The ThinkLA DIG Committee gathered at The Broad museum in Downtown Los Angeles to see the important exhibits at Soul of a Nation: Art in theAge of Black Power 1963-1983.
Soul of a Nation shines a bright light on the vital contribution of Black artists made over two decades, beginning in 1963 at the height of the civil rights movement. Soul of a Nation explores how social justice movements, as well as stylistic evolutions in visual art (such as Minimalism and abstraction), were powerfully expressed in the work of artists including Romare Bearden, Barkley Hendricks, Noah Purifoy, Martin Puryear, Faith Ringgold, Betye Saar, Alma Thomas, Charles White, and William T. Williams. Los Angeles-based artists appear throughout Soul of a Nation, and more deeply in three specific galleries, foregrounding the significant role of Los Angeles in the art and history of the civil rights movement and the subsequent activist era, and the critical influence and sustained originality of the city’s artists, many of whom have lacked wider recognition.

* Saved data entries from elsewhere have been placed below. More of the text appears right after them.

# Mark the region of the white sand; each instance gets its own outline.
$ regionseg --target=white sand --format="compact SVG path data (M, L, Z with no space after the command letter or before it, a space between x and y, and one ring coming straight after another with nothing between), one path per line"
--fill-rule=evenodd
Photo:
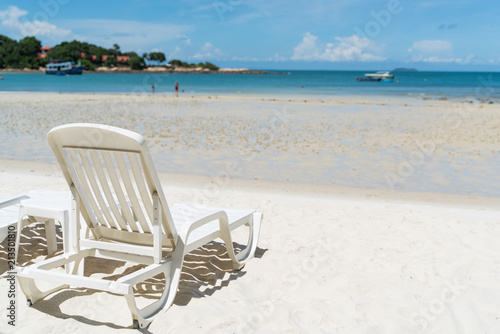
M241 272L230 270L221 245L190 254L174 305L149 332L499 333L499 109L373 98L0 94L0 198L67 189L45 143L51 127L126 127L146 136L163 172L247 179L162 173L170 202L265 216L257 258ZM435 147L419 145L429 142ZM422 192L362 189L388 188L387 175L398 178L396 189ZM315 177L332 180L293 183ZM23 231L22 263L45 257L42 226ZM32 308L18 291L13 331L5 261L4 242L0 333L137 332L123 297L85 289ZM87 270L114 276L129 267L92 261ZM148 281L139 292L147 299L162 284Z
M55 166L0 163L2 195L66 189ZM191 254L174 305L149 332L500 331L497 199L244 180L217 187L213 181L161 175L171 202L201 199L264 212L258 257L237 273L220 246ZM25 235L22 248L32 253L21 261L43 258L41 225ZM0 254L5 258L5 248ZM88 268L107 275L124 270L109 263ZM1 300L6 286L2 277ZM149 282L141 291L158 286ZM123 297L64 290L32 308L23 298L17 333L136 332ZM2 305L0 332L10 333L4 314Z

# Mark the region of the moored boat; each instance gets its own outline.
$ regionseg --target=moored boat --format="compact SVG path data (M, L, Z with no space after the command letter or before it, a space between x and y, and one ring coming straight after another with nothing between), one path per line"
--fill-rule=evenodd
M392 82L394 80L394 74L389 71L378 71L376 73L365 73L364 77L356 78L358 81L382 81L382 82Z
M64 59L51 59L45 68L46 74L66 75L66 74L82 74L83 66L74 61Z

Featuring the work of more than 60 influential artists and including vibrant paintings, powerful sculptures, street photography, murals, and more, this landmark exhibition is a rare opportunity to see era-defining artworks that changed the face of art in America.
Three of our committee members offered their perspectives and reactions to the exhibit. Please see photos in the gallery below.
Vice President, Client Partnerships Group
DIG Committee Co-Chair
The Broad “Soul of a Nation” took me on a journey of Black America’s (lowercase intentional) frustration and anger of the oppression endured at that time, expressed through various art forms. I was mostly impressed by those who chose to use creatively to heal their souls and document their experience in a personal way – Bearden, Hendricks and Puryear to name a few. New artists emerged, new expressions of art were formed and healing begun. I was touched by the experience.
Regional Marketing Manager, West Region
My favorite piece was a wood sculpture by Elizabeth Catlett titled “Black Unity”. The gesture, the raising of a closed fist, is a widely known symbol of the black power movement. The sculpture showed this famous gesture and on the reverse side showed two faces, in the style of African masks. Two very different images. To me, the fist represented power and strength, while the faces (or people behind the fist) felt confident, in control and calm.
Another great moment was finding a QR code to a ‘Soul of a Nation Playlist’. This was a great compliment to the exhibit that allowed me to also experience some artist’s music who also paved the way.
The entire exhibit was insightful, and really celebrates the age of Black Power. I think it also told a story that is still relevant today.
Well, I certainly left creatively inspired! It was great to get out of the office, commune with new friends, and get some culture!
I learned more than I ever imagined through art - and in particular the use of symbols and color as statements to express oppression. As a creative and one who deals in symbols for branding often, it peaks my interest and I want to learn more.
We even left with a blank panther pin and some sweet Basquiat cards!
DIG Committee Co-Chair
A theme that stood out to me was this tension black artists felt, around what it means to be a black artist, and what “black art” should or shouldn’t be. Some believed the black esthetic must be inherently separate from mainstream art, that it must be for activism and politics. Others disregarded any attempt at being defined or contained. In the 1970’s artist Benny Andrews wrote about white mainstream art critics for “not being able to see a black figure done by a black artist without automatically assuming that the work is propagandistic, or politicizing,” and “being unable to look at an all-black art exhibition with the same impartiality that he brings to an all-white exhibition.”
This is still very prevalent in our world today beyond art. We want to put everything in a box. Many people feel this tension in their own personal and professional life. There’s a duality of feeling a responsibility to represent my culture(s) and yet assert my own individual perspectives without it being received as something that belongs in a box because of the color of my skin.
This was such a great experience to go and learn among other advertising pros of all sorts of backgrounds. I find moments like this are a fun and informative way to open the doors, have intimate conversations to enhance our collective cultural competency and to welcome safe spaces to explore and learn about other cultures and perspectives in the future.